Context:
I'm saving a .csv
file "keys" (the first line) into an array $CSV
to get a multidimensionnal array of the file.
The keys containing multiple words keep their 1st and last spaces as 1st and last character. The file is encoded in Windows-1252
which I convert to UTF-8
.
Process:
$keys = mb_convert_encoding($keys, 'UTF-8', 'Windows-1252');
$keys = trim(str_replace('"', ' ', $keys));
$keys = explode(';', $keys);
Results:
here are the firsts 2 keys, the 2nd one keeps its spaces.
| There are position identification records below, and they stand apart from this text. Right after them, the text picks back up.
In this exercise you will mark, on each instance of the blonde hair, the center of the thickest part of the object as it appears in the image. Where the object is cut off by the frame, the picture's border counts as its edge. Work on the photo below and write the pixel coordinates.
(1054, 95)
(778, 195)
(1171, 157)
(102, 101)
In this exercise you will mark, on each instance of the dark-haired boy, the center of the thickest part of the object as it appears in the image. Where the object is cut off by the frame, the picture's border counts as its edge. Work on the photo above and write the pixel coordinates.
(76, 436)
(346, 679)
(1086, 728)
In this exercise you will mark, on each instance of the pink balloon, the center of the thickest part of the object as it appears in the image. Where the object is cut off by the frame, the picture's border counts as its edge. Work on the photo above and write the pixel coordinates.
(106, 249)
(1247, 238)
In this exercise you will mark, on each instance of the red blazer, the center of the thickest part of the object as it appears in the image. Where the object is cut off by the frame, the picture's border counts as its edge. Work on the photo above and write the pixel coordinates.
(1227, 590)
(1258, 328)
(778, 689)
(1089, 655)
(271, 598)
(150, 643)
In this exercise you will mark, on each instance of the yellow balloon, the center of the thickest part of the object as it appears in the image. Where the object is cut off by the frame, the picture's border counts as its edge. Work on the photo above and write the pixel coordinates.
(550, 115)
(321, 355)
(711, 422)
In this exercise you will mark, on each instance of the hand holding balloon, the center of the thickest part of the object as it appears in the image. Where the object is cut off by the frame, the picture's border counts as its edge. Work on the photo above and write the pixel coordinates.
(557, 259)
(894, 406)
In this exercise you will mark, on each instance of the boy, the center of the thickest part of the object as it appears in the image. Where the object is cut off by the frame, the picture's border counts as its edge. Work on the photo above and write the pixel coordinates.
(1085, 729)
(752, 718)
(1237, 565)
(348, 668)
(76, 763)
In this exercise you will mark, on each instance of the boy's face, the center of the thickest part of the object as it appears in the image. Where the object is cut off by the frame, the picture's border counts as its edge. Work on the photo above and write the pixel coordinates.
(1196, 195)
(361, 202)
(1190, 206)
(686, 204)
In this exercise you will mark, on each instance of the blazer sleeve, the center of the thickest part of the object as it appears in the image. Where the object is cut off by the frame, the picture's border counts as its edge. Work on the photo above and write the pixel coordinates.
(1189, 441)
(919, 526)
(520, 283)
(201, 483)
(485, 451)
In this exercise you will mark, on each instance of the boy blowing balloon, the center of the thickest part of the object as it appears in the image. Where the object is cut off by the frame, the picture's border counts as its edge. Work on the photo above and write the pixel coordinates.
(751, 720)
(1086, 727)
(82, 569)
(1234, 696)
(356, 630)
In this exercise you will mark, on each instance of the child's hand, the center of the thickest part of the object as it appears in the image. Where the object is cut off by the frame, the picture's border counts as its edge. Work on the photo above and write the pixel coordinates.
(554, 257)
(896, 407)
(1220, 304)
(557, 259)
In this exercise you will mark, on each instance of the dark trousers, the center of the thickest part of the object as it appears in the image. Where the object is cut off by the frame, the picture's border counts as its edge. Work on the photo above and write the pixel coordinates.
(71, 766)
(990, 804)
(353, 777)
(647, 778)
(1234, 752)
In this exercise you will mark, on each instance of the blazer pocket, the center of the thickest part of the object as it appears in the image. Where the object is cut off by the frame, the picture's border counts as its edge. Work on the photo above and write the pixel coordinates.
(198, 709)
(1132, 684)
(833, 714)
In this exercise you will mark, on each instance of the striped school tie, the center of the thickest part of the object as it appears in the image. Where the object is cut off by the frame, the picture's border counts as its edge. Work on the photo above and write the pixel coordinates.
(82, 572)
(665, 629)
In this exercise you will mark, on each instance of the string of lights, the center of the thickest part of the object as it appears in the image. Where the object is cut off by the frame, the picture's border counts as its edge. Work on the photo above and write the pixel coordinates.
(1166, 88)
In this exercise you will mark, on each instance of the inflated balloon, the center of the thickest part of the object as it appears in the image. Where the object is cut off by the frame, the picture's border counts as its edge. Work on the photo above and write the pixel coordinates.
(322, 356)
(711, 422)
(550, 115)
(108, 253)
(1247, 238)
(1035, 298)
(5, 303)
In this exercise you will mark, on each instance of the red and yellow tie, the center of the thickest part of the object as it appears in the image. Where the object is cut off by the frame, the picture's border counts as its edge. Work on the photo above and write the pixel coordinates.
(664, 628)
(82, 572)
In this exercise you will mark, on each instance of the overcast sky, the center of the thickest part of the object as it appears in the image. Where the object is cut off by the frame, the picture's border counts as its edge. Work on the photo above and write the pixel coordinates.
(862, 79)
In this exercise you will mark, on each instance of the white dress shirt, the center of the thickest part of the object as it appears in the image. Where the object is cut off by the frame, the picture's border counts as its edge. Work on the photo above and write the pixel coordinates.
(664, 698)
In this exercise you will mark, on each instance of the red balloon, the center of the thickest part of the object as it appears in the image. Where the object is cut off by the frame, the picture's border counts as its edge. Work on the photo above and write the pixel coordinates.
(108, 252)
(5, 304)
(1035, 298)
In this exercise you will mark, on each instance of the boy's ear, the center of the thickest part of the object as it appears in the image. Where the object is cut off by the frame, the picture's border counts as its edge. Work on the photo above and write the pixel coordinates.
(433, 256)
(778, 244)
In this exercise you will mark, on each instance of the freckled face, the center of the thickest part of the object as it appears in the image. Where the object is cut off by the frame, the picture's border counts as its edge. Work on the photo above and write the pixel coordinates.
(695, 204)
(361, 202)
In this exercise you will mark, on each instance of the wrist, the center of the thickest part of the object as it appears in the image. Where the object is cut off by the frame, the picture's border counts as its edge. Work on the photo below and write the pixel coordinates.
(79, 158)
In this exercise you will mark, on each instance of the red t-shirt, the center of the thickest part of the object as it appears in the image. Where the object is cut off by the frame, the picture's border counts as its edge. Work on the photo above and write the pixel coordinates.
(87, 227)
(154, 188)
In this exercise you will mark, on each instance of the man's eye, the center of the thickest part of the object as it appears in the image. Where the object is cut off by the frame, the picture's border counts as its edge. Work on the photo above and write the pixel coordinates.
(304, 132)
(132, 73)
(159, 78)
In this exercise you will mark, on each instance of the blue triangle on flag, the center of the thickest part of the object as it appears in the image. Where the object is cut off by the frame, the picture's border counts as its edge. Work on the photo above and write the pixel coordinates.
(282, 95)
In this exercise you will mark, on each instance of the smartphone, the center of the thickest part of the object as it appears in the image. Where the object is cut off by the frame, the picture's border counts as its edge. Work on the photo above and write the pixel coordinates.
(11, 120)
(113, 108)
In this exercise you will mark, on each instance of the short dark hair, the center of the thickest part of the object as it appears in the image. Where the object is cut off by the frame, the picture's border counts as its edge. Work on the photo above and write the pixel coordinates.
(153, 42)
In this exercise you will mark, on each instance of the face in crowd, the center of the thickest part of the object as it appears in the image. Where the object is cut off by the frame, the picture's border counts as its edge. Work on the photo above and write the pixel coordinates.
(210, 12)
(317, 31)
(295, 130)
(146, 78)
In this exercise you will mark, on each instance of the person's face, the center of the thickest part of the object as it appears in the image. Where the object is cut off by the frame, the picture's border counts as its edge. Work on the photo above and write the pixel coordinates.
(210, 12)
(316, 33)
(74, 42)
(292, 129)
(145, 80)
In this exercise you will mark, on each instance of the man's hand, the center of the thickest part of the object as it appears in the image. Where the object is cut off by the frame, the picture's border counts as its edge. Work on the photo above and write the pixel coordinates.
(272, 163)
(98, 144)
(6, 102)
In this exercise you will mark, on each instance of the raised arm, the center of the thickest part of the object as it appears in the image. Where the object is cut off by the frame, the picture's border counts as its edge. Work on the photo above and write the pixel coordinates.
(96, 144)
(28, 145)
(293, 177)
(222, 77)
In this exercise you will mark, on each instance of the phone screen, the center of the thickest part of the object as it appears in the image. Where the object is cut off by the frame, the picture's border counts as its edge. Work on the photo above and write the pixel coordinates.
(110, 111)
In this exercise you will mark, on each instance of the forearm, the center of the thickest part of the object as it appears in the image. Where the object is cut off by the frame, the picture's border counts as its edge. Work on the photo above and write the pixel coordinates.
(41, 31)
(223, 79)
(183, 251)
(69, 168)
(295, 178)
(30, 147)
Initial process (key => value):
[Commande] => C......
[ Date de création ] => 01/01/1970
Using urlencode(substr($keys[$j], 0, 1))
as value:
[Commande] => C
[ Date de création ] => +
Using rawurlencode(substr($keys[$j], 0, 1))
as value:
[Commande] => C
[ Date de création ] => %20
Using functions I found on other SO questions like preg_replace('/\xc2\xa0/', '', $keys)
always outputs %20
.
I could skip this issue or work differently but I don't understand why can't I trim()
these strings.
Full sample code:
$file = file(__DIR__ . '/path/to/' . $csv_file);
// Keys
$keys = mb_convert_encoding($file[0], 'UTF-8', 'Windows-1252');
$keys = trim(str_replace('"', ' ', $keys));
$keys = explode(';', $keys);
$CSV = [];
for ($i = 1; $i < count($file); $i += 1) {
$values = explode(';', $file[$i]);
for ($j = 0; $j < count($values); $j += 1) {
$values[$j] = mb_convert_encoding($values[$j], 'UTF-8', 'Windows-1252');
$values[$j] = trim(str_replace('"', ' ', $values[$j]));
$values = array_combine($keys, $values);
$CSV[] = $values;
}
}
die('<pre>' . print_r($CSV, true) . '</pre>');